Das Ergebnis ist eine Art sanfter Post-R&B, der das gute, alte Folk-Sentiment schon noch kennt, auch eine eigene Form von Ekstase, beides nun ein bisschen neu und nach einigen Seiten offen dargeboten. Artfremde Mandolinen im Dutzend („The Lakes“) finden sich da ebenso im Repertoire wie hübsch synkopierte Beats aus einem ollen 808-Drumcomputer („Red Dust“). Und wer das stöhnend nicht mehr wirklich für Soul hält, bitte schön: Marvin Gaye hat 1982 bei „Sexual Healing“ nichts anderes gemacht.

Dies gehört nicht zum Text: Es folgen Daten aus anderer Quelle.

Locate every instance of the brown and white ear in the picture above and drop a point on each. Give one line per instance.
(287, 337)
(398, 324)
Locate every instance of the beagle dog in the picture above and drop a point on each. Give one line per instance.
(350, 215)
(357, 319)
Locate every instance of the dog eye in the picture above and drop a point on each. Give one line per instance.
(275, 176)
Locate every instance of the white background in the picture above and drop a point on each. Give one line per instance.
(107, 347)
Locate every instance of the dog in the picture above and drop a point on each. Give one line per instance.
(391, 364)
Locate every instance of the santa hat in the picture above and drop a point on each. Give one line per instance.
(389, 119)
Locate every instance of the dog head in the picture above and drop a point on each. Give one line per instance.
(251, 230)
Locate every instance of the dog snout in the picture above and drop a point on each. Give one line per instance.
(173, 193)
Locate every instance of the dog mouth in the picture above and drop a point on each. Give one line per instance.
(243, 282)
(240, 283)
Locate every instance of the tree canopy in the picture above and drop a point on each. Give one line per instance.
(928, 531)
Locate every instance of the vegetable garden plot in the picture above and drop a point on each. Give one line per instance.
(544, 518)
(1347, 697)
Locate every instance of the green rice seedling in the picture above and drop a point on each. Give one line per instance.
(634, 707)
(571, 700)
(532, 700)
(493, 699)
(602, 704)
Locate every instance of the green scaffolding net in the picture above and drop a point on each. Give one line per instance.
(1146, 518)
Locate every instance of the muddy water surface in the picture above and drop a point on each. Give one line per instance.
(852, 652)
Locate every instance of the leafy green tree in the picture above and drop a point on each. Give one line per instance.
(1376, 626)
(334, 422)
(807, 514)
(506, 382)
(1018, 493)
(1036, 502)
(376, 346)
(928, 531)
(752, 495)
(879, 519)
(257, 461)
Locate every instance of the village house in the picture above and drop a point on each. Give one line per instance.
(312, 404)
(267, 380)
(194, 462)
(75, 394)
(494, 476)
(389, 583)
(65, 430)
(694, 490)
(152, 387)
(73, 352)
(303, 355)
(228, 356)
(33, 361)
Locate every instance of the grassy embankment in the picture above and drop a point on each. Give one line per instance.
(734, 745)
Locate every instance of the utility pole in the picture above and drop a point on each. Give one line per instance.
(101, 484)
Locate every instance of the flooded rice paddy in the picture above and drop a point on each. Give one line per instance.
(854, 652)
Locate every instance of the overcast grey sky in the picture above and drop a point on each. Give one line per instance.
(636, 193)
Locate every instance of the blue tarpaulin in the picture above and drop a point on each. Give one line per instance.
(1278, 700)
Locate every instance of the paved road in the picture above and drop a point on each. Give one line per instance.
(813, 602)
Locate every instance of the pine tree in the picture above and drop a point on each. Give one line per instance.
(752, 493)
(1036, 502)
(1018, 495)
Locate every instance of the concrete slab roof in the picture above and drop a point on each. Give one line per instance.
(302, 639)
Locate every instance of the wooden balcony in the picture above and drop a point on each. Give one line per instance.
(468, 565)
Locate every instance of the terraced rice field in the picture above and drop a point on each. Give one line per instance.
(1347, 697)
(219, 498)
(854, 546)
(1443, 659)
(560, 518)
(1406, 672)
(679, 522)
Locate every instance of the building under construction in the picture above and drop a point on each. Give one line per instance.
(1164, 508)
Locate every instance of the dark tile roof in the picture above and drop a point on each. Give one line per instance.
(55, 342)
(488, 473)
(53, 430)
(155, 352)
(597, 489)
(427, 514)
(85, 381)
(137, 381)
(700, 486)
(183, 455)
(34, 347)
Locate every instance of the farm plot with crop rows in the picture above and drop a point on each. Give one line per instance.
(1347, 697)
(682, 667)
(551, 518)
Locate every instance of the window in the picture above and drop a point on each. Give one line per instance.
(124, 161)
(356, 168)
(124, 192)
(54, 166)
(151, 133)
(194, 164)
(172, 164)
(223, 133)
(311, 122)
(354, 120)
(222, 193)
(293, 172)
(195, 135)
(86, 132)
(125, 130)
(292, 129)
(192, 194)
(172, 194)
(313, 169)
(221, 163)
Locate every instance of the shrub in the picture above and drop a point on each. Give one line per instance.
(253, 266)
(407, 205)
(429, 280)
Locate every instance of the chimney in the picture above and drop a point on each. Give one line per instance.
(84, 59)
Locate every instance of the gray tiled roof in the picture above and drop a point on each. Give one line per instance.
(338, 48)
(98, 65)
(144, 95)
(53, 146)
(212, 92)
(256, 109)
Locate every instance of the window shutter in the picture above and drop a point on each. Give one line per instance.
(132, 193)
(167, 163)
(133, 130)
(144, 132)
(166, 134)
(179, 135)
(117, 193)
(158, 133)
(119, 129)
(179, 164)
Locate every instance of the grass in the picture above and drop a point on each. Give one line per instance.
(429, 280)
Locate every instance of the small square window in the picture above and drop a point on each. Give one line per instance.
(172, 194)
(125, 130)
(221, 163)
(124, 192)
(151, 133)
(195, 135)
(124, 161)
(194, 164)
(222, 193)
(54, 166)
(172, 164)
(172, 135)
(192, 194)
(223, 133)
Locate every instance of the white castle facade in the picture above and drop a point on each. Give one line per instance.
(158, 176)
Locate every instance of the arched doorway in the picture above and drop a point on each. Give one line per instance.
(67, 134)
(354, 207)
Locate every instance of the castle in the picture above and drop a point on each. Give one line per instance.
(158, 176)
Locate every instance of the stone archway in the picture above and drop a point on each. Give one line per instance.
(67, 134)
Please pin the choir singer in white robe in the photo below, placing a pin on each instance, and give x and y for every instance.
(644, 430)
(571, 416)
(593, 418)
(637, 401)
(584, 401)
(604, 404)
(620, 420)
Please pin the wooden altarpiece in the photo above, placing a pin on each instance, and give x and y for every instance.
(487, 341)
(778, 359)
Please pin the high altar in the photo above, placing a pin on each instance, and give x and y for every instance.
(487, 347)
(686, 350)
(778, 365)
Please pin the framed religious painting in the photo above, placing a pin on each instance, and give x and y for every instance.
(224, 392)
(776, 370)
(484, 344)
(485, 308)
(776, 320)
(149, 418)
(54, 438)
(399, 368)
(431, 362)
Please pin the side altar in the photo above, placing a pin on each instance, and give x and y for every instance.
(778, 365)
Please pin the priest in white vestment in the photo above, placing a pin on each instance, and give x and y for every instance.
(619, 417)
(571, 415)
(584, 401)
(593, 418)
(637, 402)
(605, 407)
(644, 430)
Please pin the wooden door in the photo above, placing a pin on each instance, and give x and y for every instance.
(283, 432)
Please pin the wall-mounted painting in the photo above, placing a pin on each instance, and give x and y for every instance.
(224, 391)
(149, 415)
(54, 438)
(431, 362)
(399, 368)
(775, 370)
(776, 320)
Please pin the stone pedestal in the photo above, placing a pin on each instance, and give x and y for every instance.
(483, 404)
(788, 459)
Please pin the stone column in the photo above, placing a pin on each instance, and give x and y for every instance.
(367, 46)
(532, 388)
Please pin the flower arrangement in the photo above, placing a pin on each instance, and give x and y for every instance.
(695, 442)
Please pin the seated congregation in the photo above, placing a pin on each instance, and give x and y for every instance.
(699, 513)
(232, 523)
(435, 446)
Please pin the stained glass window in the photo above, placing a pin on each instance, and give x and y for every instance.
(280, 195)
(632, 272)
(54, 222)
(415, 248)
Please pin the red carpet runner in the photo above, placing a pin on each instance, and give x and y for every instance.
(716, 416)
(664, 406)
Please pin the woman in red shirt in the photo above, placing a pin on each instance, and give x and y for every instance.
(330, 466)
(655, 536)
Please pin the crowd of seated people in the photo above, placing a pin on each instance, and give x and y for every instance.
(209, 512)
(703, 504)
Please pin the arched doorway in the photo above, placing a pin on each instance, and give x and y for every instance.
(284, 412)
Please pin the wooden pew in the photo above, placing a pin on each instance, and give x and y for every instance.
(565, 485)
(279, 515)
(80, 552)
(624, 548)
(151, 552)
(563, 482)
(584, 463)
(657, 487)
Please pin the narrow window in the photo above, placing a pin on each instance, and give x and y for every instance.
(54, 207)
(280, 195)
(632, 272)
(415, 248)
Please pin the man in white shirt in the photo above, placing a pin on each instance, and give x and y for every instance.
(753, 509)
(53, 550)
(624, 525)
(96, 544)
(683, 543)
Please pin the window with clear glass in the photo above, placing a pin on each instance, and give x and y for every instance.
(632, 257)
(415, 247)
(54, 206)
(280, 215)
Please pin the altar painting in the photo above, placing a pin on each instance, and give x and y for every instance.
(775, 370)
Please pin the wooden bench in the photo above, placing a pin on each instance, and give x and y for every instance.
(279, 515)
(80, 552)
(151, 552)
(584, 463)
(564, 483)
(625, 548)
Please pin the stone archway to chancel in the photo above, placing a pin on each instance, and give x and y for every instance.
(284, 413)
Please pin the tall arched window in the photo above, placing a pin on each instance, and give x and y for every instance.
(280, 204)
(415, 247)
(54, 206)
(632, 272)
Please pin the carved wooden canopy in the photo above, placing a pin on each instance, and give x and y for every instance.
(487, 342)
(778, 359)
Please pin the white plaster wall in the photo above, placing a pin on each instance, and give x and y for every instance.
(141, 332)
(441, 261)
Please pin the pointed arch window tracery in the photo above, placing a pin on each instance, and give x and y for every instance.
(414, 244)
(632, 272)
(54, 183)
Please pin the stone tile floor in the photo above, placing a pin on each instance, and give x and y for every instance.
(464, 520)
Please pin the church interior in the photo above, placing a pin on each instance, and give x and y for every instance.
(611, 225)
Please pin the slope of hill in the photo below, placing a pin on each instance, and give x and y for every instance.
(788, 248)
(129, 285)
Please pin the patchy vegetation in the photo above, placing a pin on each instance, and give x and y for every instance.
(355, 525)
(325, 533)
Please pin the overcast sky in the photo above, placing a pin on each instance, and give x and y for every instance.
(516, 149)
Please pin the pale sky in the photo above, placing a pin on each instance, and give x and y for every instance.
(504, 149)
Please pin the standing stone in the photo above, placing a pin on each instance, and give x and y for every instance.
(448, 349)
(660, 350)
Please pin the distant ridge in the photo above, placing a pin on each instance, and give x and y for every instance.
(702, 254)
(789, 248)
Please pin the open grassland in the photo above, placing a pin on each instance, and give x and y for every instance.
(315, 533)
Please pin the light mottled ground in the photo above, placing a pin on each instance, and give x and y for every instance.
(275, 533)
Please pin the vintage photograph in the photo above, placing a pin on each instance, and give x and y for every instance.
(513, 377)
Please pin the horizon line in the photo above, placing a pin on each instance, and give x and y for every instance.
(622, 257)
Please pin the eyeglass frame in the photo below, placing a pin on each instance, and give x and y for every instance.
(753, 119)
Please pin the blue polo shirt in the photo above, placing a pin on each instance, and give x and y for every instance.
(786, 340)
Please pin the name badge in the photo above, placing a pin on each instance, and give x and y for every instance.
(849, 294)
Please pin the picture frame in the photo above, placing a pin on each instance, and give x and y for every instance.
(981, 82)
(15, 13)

Wie gut das auch hier gehen kann, zeigt gleich der Auftakt. Fast flüsternd schleicht sich McMorrow zu schwebenden Keyboard-Motiven in dieses „Cavalier“, baut über Handclaps behutsam ein rhythmisches Gerüst auf, um den Song dann nach fälliger Zuspitzung in wortlosem Multi-Track-Gesang zu verabschieden – sein beliebtes Stilmittel, auch mit Worten. „I remember my first love“, barmt McMorrow mit dieser fast unwirklichen (Kopf-)Stimme, die einem auch in den folgenden neun Songs weniger auf die Nerven geht, als man vermuten könnte (und dabei manchen Nerv trifft). Ähnlich schön schraubt sich „Glacier“ aus ein paar Klavier-Akkorden empor.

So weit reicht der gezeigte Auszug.